But the problem arises due to the presence of the difference in fiscal capacities of the states. Here fiscal capacity does not only account for the difference in the ability to raise taxes because of the difference in total income/ output generated by each state, but also captures the difference in needs/ requirements of the public goods and services in these states. One of the major role of the federal government then becomes to equalise this fiscal gap among the states. The equalization principle would basically be to transfer funds in such a way that funds are transferred from high income – low need state to low income – high need state. The optimal situation can be reached by equating the ratio of total income to index of need for all the states.

But the main challenge here would be to calculate the index of need for public goods and services for all the states. In order to calculate index of need, detail statistics on demographics, existing supply of various public goods and services, economic potential etc., of all the states are required. An example cited by Richard Musgrave, an American economist is that the need for the educational expenditure in a state would be determined by the number of children of school going age in that state. An aggregation of all the needs for public goods and services will give the index of need of that state. As mentioned earlier, this would require complete set of accurate statistics, which underdeveloped countries like Nepal lack.

Apart from balancing the needs and revenues of the state, James Buchanan, a Nobel laureate has identified another important function of the central government. The federal government is responsible for maintaining horizontal equity termed as equal treatment of equals. In other words, citizens of a certain level of productivity (expressed in terms of level of income as per Buchanan) must be treated equally (in fiscal sense) with the citizens of the same level of productivity in any other state by the federal government. Here, equal treatment in fiscal sense does not mean equalising tax burden, but it means equalising the fiscal residuum.

Fiscal residuum refers to the excess of expenditure benefits over the tax payments. It is the total benefits received in the form of public goods and services minus the total tax payment. Equalising fiscal residuum for the equals living in all the states would prevent distortionary transfer of both human and non- human resources to the state with least fiscal pressure. Therefore, Buchanan suggests that the entire fiscal structure should be as neutral as possible in geographical sense and the federal government has to play a vital role in maintaining such neutrality.
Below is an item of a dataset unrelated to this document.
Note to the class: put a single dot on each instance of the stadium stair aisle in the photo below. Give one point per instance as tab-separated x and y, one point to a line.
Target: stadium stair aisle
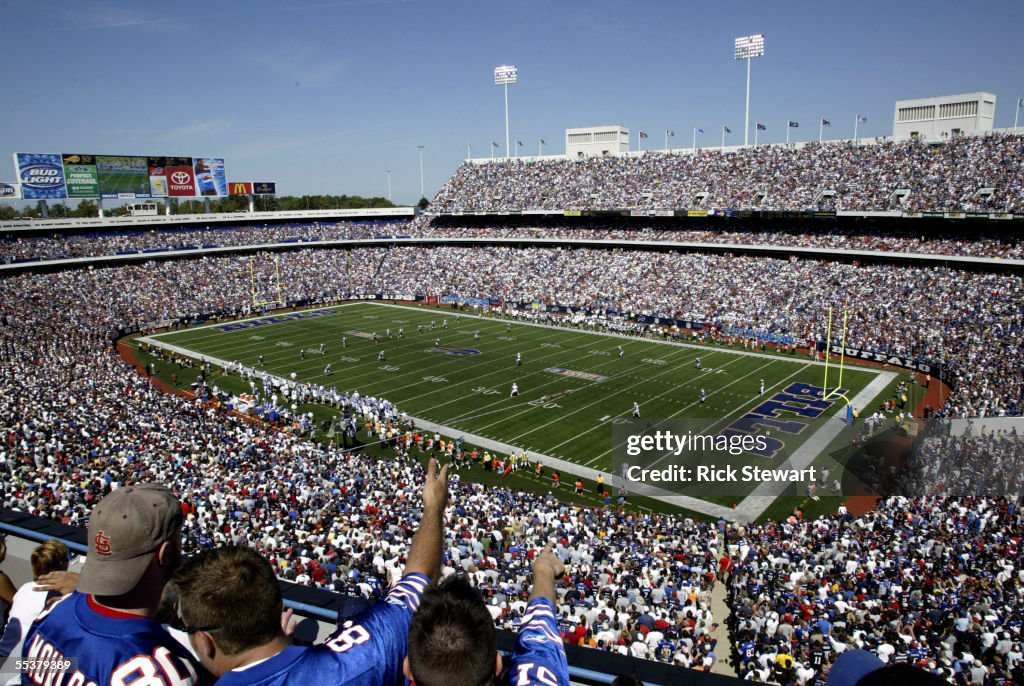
721	611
The residents of the state with larger number of highly productive people tend to have higher fiscal residuum in comparison to the residents of the state with fewer number of highly productive people. In this case, in order to maintain horizontal equity, the federal government has to transfer funds from the productive citizens of the state with larger number of productive people to the productive citizens with fewer number of productive people. Similarly, transfer of funds from less productive people of the state with larger number of highly productive people to the less productive people of the state with fewer number of highly productive people will ensure the horizontal equity. The amount of funds that is transferred is determined by the exact measurement of productivity of the people (measured in terms of income generated), states’ taxation and expenditure policy and federal government’s taxation policy.

In order to have a clear picture of framework explained above, we will also have to have knowledge of underlying assumption. The assumption is that provision of public goods and services delivery is carried out at sub-national level, whereas the federal government has access to larger revenue collection. However, as per framework in Nepal it is yet to be determined if the same follows suit. If this assumption is not fulfilled, the fiscal redistribution mechanism explained above cannot work in efficient manner.